全盲の子猫を保護、ハンデキャップもなんのその 善意のリレーでつながった小さな黒猫の命

 知り合いのボランティアから相談を受け、メイという名前のメス猫を保護することになった。その小さな黒猫は小学生に助けられたが、全盲というハンデキャップを持っていた。しかし、不安の中で譲渡会に参加すると、この子目当ての家族が現れるというドラマが待っていたのだった。

 2019年6月、ボランティア仲間のAさんから連絡が入った。彼には生後間もない子猫や未熟児の子猫を保護した際などに、お世話になっている。

 話を聞くと、新入りで盲目の子猫が入ってきたといい、他の保護猫たちが元気に遊んでいるのに、新入りの子猫は怖がっているという。また目が見えないというハンデキャップを持っている猫の里親を探すことが困難であるため、相談に来たのだ。その時は当団体の保護施設に空きがあったため、いつもお世話になっているAさんの申し出を快く受け入れた。

 そもそも盲目の子猫が保護されるきっかけは、ある小学生の行動から始まった。ある日、その小学生は道端でカラスに襲われている子猫を発見。偶然遭遇したできごとに驚いていると、その姿を通りがかりの女性Bさんが気づき、カラスに襲われている小さな黒猫を保護した。

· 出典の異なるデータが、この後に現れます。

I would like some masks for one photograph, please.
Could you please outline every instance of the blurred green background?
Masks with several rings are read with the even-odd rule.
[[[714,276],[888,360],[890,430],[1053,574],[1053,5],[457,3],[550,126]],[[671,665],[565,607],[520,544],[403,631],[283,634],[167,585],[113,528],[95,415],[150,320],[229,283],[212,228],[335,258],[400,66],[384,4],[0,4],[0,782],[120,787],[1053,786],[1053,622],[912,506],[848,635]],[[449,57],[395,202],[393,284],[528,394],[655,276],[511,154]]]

 幸い、命に別状はなかったが、その後の検査で全盲だということが分かった。子猫は生後2カ月程のメス猫だった。Bさんは子猫にメイと名付けた。メイは目が見えないが、しっかりとご飯を食べ、遊んだり、トイレを使ったりと普通の猫と変わらず健康状態は良好だった。やがてBさんは保護活動をしているAさんにメイのことを相談し、保護猫として受け入れられたのだった。

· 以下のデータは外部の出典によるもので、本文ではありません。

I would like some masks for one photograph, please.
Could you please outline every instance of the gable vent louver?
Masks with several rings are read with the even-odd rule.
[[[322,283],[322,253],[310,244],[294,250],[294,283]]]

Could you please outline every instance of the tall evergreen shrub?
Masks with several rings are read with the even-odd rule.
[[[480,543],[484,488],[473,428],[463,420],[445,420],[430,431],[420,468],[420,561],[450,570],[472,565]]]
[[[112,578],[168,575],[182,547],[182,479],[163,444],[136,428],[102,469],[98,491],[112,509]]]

 Aさんから当団体にメイの相談があった数日後、メイは当施設にやってきた。元気そうだったのは何より。メイには他の保護猫と同じ、3段のケージで過ごしてもらうことにした。

 早速、準備した3段ケージにメイを移すと、活発に動きだした。ケージの中では、1段目から3段目まで自力でよじ登り、自ら下に降りてくる。目が見えないと聞いていたが、信じられないほど生き生きと動き回っている姿に驚いた。

 まずはケージでの生活に慣れてもらい、その後は他の保護猫達と同じ様に日中はケージから解放して部屋を自由に行き来できるようにした。ケージから出して遊ばせていると、進行方向に障害物があってもメイはそれを何かで察知し、スッとよけて歩くのだ。学習能力も高いようで一度歩いた場所を覚えており、来た道を間違えずに戻ることができる。思っていたより動きがスムーズに感じた。

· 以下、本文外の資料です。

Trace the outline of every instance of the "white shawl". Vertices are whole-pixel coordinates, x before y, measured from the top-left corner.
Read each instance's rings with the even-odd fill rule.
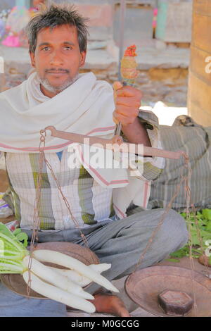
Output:
[[[91,73],[79,75],[74,84],[53,98],[41,93],[39,77],[33,73],[20,85],[0,94],[0,151],[6,152],[39,153],[40,130],[49,125],[107,139],[112,138],[115,130],[113,90],[106,82],[96,80]],[[70,144],[70,141],[47,137],[46,151],[59,152]],[[83,148],[84,145],[78,144],[77,158],[98,184],[109,188],[128,186],[126,191],[129,194],[124,190],[122,194],[120,189],[114,192],[116,212],[122,218],[137,195],[137,185],[142,192],[145,183],[133,177],[128,185],[127,169],[94,169],[84,159]]]

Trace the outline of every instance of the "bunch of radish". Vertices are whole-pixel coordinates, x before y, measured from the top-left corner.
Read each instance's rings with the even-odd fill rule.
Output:
[[[65,269],[49,267],[43,262],[62,266]],[[94,313],[94,305],[88,301],[94,298],[82,287],[95,282],[118,292],[101,275],[110,268],[110,264],[106,263],[86,266],[69,256],[47,249],[36,249],[30,256],[29,251],[6,226],[0,225],[0,274],[21,274],[27,284],[30,282],[32,289],[52,300],[87,313]]]

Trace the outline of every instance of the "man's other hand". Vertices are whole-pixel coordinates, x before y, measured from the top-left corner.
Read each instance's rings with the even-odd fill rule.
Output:
[[[142,93],[131,86],[123,86],[120,82],[113,84],[115,110],[113,120],[122,126],[132,124],[137,118],[141,106]]]

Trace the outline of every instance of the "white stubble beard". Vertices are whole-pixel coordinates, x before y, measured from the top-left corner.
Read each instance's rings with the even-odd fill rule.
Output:
[[[51,93],[58,94],[58,93],[61,92],[64,89],[67,89],[68,87],[69,87],[69,86],[72,85],[72,84],[73,84],[78,79],[79,74],[77,73],[74,78],[68,79],[62,85],[58,87],[55,87],[51,85],[51,84],[49,83],[49,80],[46,78],[43,79],[39,75],[38,76],[40,80],[40,83],[47,91]]]

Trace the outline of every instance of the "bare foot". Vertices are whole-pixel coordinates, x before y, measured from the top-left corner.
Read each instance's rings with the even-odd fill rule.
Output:
[[[120,317],[130,317],[124,302],[115,295],[106,293],[94,294],[94,300],[90,301],[95,306],[96,313],[115,315]]]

 目が見えないため急に触ると驚いてしまうが、触る前に手を嗅いでもらってコミュニケーションを図ると、認識してくれる賢い子だ。シェルターにはメイと同じ月齢くらいの子猫がたくさんおり、メイはすぐに仲良くなって友達もたくさんできた。

 人懐っこい性格で猫との相性も問題なく、里親募集をすることにした。ただメイは施設でほぼ不自由なく生活しているが、目が見えないというハンデキャップがある。白濁している目から時々涙が出るため、目薬をさす必要もある。

 メイを飼育するうえで食事やトイレなどは健康な子と変わりないが、物の置き場所には注意が必要である。いつもと違う場所に物を置いたり、家電などのコードが通路にあると走ったり遊んでいる時に転んでしまう危険性がある。一緒に生活するには通路に物を置かないようにするなど、生活空間に配慮しなければならない。

 里親募集をしても直ぐには決まらないだろうと思い、私はゆっくり長い目でメイを見守ろうと考えていた。ところが、初めて参加した譲渡会で、メイにいきなり声がかかったのだ。その家族はSNSでメイのことを知り、メイを引き取りたいと思ったそうだ。

 予想外だったため、譲渡会スタッフ一同が驚いた。家族の中でも娘さんがメイのことを気にしてくれ、メイ以外の参加猫には全く興味がない様子だった。そのときは現在、家に先住猫がいるということで、猫同士の相性が問題なければ、家族に迎えてもらおうと考え、早速トライアル(譲渡前のお試し期間)することに。少し警戒心の強い先住猫と距離感を縮めることに多少時間はかかったそうだが、先住猫はメイを家族として受け入れてくれた。

 小学生に発見され、命拾いした小さな黒猫のメイは今、家族の愛情をいっぱい注がれながら幸せに暮らしている。